Now, when a company buys back its own stock, all of those shares that they purchase in the market get retired.

So let’s say the same company earns $1 billion in profit this year, in 2018. But they bought back 200 million shares out of the total 1 billion shares outstanding – leaving you with 800 million shares.

The company’s EPS is now $1 billion in profit divided by 800 million shares = $1.25 per share.

This makes the company appear to be more profitable than it really is; the actual profit of $1 billion didn’t change. But the EPS increased 25%, from $1 per share to $1.25 per share.

The market sees these results and cheers the company’s ‘surge in earnings’. But in reality, there is no increase in profit. It’s all phony financial engineering.

An analysis by investment firm Artemis Capital Management, in fact, argues that more than 40% of corporate earnings growth between 2009 and 2017 is due to share buybacks… not actual profit.

Some of the largest companies in the world have spent the last several years buying back their own stock: Apple. Pepsi. Google. Wells Fargo. Visa. eBay. AIG. Cisco. Pfizer.

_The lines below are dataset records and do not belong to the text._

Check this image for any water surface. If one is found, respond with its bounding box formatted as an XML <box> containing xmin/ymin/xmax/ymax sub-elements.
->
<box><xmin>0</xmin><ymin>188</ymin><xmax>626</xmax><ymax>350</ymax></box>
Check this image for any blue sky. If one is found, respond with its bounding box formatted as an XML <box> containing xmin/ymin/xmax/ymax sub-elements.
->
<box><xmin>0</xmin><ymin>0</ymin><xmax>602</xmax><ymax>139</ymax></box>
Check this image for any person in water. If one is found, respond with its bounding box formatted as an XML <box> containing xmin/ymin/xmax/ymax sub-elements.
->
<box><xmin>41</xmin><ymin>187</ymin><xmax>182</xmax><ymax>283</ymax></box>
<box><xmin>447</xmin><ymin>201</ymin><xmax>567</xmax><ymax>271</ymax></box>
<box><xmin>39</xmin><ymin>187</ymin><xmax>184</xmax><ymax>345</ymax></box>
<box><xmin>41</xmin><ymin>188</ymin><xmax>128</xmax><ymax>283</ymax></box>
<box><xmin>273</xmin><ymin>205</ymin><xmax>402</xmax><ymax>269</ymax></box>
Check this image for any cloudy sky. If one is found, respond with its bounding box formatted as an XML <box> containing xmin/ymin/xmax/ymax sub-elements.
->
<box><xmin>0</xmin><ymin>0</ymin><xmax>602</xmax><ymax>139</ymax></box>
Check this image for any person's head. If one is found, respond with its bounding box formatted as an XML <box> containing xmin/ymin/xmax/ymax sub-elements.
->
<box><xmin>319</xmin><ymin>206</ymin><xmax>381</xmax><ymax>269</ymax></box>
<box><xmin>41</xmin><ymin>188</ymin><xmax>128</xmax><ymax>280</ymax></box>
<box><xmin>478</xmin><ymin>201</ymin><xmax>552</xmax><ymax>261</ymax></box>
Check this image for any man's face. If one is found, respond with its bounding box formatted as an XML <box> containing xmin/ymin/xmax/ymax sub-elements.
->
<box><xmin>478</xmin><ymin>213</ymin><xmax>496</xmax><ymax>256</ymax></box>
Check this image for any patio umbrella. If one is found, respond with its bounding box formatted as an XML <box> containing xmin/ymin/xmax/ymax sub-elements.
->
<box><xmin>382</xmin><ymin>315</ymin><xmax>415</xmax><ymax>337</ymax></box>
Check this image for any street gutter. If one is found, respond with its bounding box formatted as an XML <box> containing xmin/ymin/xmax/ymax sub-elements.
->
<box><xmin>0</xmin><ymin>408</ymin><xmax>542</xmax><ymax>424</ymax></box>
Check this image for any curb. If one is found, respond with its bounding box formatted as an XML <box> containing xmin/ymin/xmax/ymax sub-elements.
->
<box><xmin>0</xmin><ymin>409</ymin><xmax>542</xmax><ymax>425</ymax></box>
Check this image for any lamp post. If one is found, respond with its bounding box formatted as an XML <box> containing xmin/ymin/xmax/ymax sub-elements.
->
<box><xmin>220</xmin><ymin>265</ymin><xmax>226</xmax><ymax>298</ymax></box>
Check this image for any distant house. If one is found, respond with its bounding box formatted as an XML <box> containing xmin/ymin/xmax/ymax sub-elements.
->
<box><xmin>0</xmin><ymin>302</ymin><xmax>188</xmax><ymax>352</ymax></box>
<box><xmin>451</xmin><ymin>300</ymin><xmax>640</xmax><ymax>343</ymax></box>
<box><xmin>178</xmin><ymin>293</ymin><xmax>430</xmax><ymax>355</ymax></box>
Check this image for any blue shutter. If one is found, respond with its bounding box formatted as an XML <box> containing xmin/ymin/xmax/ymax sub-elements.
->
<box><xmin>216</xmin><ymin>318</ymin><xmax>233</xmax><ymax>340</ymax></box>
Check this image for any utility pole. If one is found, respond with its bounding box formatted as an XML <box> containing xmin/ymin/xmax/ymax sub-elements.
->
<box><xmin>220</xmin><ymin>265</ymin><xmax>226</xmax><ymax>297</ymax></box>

CVS.

And the buybacks are still ongoing; JP Morgan estimates there will be $800 billion in buybacks this year alone.

Not to say buybacks are inherently bad. They make a lot of sense if a company is buying shares well below their intrinsic value.

But that’s not what these big companies are doing.

Just like the British government selling gold at the bottom of the market, corporate executives have been going into DEBT and spending their shareholders’ money to buy their company’s stock at record high prices.

This is a terrible violation of their solemn, fiduciary obligation to act responsibly and cautiously with their shareholders’ money.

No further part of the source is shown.